Questo testo molto importante è il primo dedicato quasi esclusivamente al clero e ai laici locali delle missioni. Gli aiuti e i missionari occidentali erano ancora indispensabili, ma il Papa poneva l’accento sulla vitalità  la responsabilità delle giovani  Chiese, per dare nuovo vigore al primo annunzio di Cristo in popoli e culture vergini. Già Pio XII con la “Evangelii Nuntiandi” (1957)  aveva parlato del “laicato missionario”, ma si riferiva ai volontari laici venuti dall’Occidente per aiutare i missionari. 

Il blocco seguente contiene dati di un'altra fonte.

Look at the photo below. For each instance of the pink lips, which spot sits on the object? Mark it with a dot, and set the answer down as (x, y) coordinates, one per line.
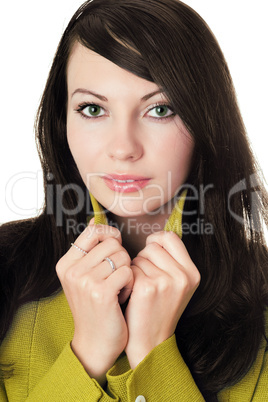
(125, 183)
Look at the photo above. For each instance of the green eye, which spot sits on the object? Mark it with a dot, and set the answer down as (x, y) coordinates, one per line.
(92, 110)
(160, 111)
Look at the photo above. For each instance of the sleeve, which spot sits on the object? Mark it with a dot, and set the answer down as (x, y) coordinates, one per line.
(68, 381)
(162, 375)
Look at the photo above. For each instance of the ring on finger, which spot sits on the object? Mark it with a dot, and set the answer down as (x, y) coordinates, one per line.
(112, 264)
(78, 248)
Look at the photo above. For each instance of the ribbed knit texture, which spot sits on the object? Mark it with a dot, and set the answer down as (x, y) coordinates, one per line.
(46, 369)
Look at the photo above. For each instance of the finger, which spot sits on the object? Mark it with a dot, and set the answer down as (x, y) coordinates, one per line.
(104, 269)
(173, 245)
(121, 278)
(104, 249)
(143, 264)
(90, 237)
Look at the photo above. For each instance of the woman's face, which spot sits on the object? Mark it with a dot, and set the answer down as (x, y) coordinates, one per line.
(132, 152)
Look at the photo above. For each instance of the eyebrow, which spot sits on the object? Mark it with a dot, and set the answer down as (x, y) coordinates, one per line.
(104, 99)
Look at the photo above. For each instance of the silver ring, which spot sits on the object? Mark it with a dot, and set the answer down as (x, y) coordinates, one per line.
(78, 248)
(111, 263)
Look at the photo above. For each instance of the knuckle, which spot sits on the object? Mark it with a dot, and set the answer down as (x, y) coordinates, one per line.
(164, 284)
(196, 278)
(71, 275)
(147, 289)
(183, 282)
(112, 242)
(124, 258)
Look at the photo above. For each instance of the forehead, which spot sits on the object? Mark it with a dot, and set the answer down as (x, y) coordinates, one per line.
(89, 69)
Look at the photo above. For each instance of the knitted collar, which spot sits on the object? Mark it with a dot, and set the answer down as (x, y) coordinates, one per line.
(174, 223)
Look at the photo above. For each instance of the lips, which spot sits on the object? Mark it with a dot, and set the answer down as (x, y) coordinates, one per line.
(125, 183)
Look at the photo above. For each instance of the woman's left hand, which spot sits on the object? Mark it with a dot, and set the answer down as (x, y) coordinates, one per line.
(165, 279)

Invece, solo due anni dopo, Giovanni XXIII tratta della formazione spirituale e missionaria, prima del clero e poi, soprattutto del laicato locale. Afferma che la formazione dei battezzati deve rispondere “alle esigenze dell’epoca e metterli in grado di accettare la responsabilità che dovranno affrontare per il bene e lo sviluppo della Chiesa locale”. In altre parole, Giovanni XXIII, dopo aver descritto lo sviluppo storico positivo della missione alle genti, afferma che le giovani Chiese locali sono ormai mature per assumere in pieno l’opera missionaria verso il loro stesso popolo: il primo annunzio di Cristo e le opere di carità, educazione, cultura e le varie attività di evangelizzazione e formazione cristiana.

Le precedenti encicliche missionarie erano appelli dei Papi al mondo cattolico a favore del mondo non cristiano. Papa Giovanni, pur non tacendo questo aspetto,  rivolge la sua attenzione ai giovani cristiani, rendendoli protagonisti della missione alle genti nei loro paesi. Passaggio fondamentale, perché ha dato importanza massima ai catechisti, all’Azione cattolica e altre associazioni di formazione laicale (come la ”Legione di Maria” allora molto attiva nelle missioni). 

[La seconda parte verrà pubblicata domani, lunedì 27 aprile 2014]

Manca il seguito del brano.